The post came earlier than Elizabeth expected, and with it a letter for her from Charlotte Lucas. The hand was unmistakable, and it brought a small pang for Longbourn, for Meryton, for Hertfordshire, for the nearness of all those lives which had once been within the compass of a morning’s walk.

Kitty saw the superscription and made a sound of impatience. “She might have written to us all,” she declared, though there was no real grievance in it, only curiosity. “Or to Jane, at least. But no, it must always be you.”

“It is only that Charlotte knows I will answer promptly,” Elizabeth said, and took the letter from the tray.

The seal was plain; the paper neatly folded.

Nothing about it suggested alarm, yet her fingers paused before she broke it.

Since their removal to Derbyshire, letters had carried a different weight.
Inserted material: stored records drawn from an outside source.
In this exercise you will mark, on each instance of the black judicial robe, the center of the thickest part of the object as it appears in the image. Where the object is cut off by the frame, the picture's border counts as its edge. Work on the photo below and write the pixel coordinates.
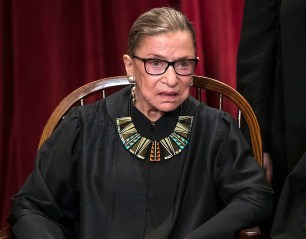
(271, 74)
(87, 185)
(290, 217)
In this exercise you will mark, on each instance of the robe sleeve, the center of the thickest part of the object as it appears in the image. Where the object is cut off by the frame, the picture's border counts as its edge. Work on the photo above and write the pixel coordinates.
(240, 185)
(46, 205)
(290, 216)
(256, 61)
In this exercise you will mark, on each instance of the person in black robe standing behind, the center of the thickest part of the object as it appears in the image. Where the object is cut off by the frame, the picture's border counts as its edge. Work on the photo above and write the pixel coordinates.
(271, 74)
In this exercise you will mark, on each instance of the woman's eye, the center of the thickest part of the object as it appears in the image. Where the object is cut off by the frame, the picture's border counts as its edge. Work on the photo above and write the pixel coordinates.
(184, 63)
(156, 62)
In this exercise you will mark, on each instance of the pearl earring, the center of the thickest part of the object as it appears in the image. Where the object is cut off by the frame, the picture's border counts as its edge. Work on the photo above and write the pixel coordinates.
(131, 79)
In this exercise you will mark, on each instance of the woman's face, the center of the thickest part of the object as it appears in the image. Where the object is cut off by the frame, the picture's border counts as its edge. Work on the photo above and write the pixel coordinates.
(156, 95)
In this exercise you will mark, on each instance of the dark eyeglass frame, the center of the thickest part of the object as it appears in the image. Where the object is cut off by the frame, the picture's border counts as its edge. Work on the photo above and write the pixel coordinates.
(169, 63)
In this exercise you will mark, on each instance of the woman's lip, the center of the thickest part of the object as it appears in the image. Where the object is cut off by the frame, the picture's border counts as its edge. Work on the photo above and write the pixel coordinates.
(168, 94)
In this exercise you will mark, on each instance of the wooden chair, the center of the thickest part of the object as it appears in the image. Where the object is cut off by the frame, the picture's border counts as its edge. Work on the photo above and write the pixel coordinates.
(109, 85)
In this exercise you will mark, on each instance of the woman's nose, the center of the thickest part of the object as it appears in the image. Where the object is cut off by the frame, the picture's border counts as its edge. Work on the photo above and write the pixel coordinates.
(171, 76)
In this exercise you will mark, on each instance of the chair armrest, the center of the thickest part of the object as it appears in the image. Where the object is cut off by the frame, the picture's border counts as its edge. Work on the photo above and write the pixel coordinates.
(6, 233)
(250, 233)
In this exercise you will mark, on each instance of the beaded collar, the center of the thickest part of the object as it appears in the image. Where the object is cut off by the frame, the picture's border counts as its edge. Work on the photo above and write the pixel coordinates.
(156, 150)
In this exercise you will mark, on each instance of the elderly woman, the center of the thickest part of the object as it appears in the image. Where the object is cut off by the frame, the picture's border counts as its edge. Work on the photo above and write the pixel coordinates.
(148, 161)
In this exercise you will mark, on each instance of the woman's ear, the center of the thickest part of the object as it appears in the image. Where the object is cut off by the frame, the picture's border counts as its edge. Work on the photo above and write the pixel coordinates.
(128, 63)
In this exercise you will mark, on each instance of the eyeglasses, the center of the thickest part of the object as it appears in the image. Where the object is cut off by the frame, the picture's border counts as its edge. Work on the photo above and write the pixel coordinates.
(155, 67)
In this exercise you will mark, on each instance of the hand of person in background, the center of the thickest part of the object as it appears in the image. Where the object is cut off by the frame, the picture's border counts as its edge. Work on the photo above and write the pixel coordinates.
(268, 166)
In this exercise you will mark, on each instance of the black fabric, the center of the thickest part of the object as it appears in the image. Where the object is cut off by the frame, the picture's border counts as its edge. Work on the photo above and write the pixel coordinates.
(271, 74)
(290, 217)
(90, 186)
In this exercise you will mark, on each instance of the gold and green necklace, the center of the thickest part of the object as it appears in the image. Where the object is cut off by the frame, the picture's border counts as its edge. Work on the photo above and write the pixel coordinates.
(159, 150)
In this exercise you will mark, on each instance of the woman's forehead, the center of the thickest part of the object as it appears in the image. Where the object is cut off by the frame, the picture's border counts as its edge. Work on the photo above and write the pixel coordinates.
(166, 42)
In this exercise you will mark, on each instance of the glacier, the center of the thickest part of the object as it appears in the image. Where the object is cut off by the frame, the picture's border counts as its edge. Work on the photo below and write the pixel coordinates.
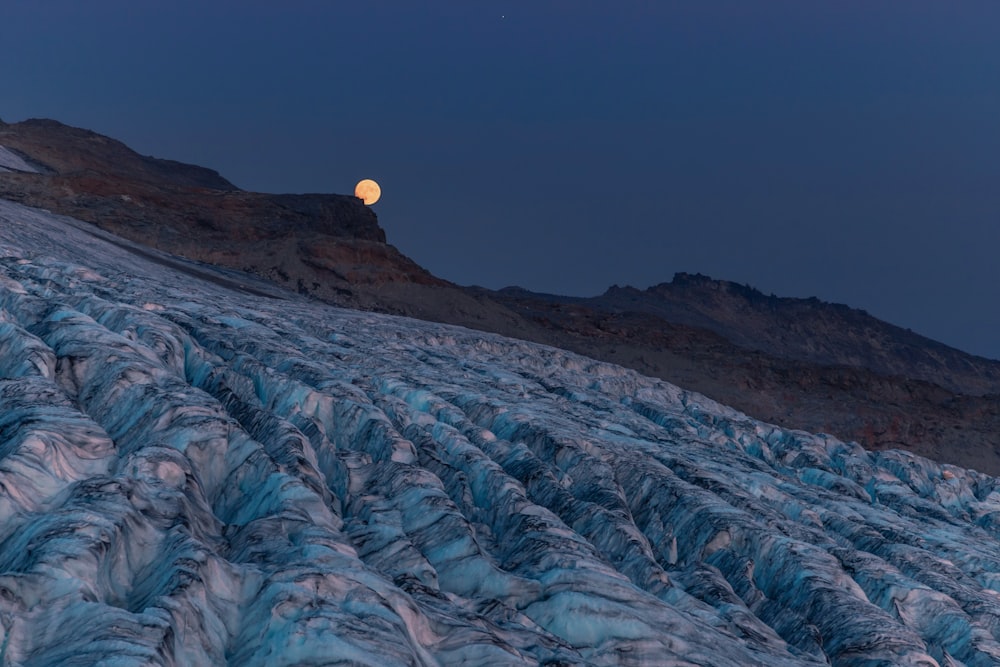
(196, 469)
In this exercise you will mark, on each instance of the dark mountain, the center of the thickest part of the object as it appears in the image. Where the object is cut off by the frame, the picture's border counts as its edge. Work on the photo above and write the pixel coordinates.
(801, 363)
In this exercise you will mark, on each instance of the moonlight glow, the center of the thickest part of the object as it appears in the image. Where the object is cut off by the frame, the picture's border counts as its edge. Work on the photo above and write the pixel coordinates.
(367, 190)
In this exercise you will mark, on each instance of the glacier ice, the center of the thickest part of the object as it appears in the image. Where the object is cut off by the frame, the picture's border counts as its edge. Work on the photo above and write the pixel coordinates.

The world now seemed determined to reach them in ink.

Neighbours, friends, and family, once so near, now came alive to them again only through letters, or when someone spoke their names.
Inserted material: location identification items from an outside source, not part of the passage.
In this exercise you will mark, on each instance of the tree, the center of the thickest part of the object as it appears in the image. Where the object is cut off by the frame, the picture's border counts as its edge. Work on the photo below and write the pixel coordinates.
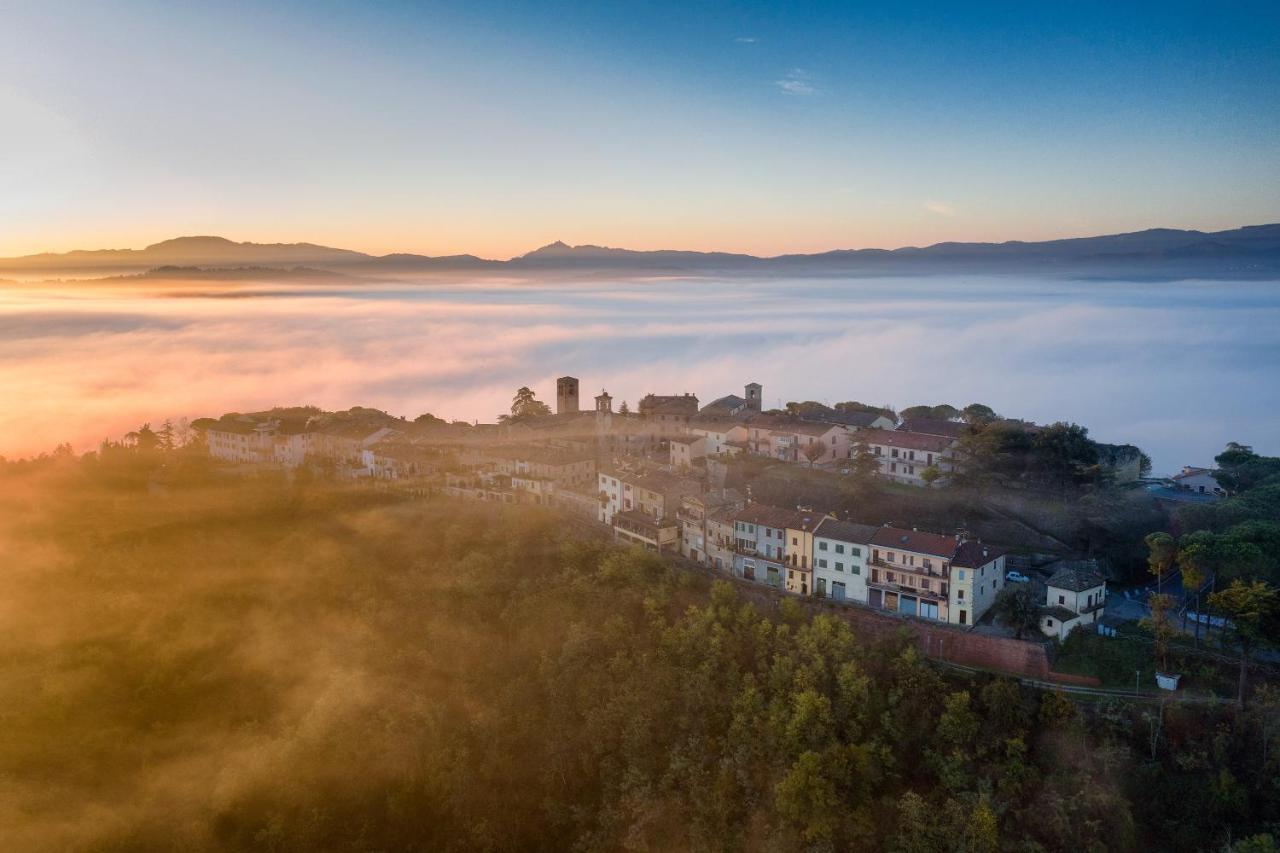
(1164, 551)
(1191, 564)
(1161, 626)
(1239, 469)
(863, 461)
(165, 437)
(808, 798)
(1249, 607)
(978, 414)
(525, 405)
(813, 451)
(1015, 607)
Jane was at the window, mending a tear in one of Kitty’s ribbons with patient attention, small tasks treated almost like a kind of prayer.

Mary sat at the pianoforte with her music open before her, practising a simple passage again and again, determined that each note should be perfectly placed.

The repetition no longer irritated. It steadied.

Lydia was not in the room at all. She had left before breakfast with her bonnet tied under her chin and an expression of great consequence, announcing that she was to have another riding lesson, because she had been told she sat too lightly and could not endure a long day in the saddle.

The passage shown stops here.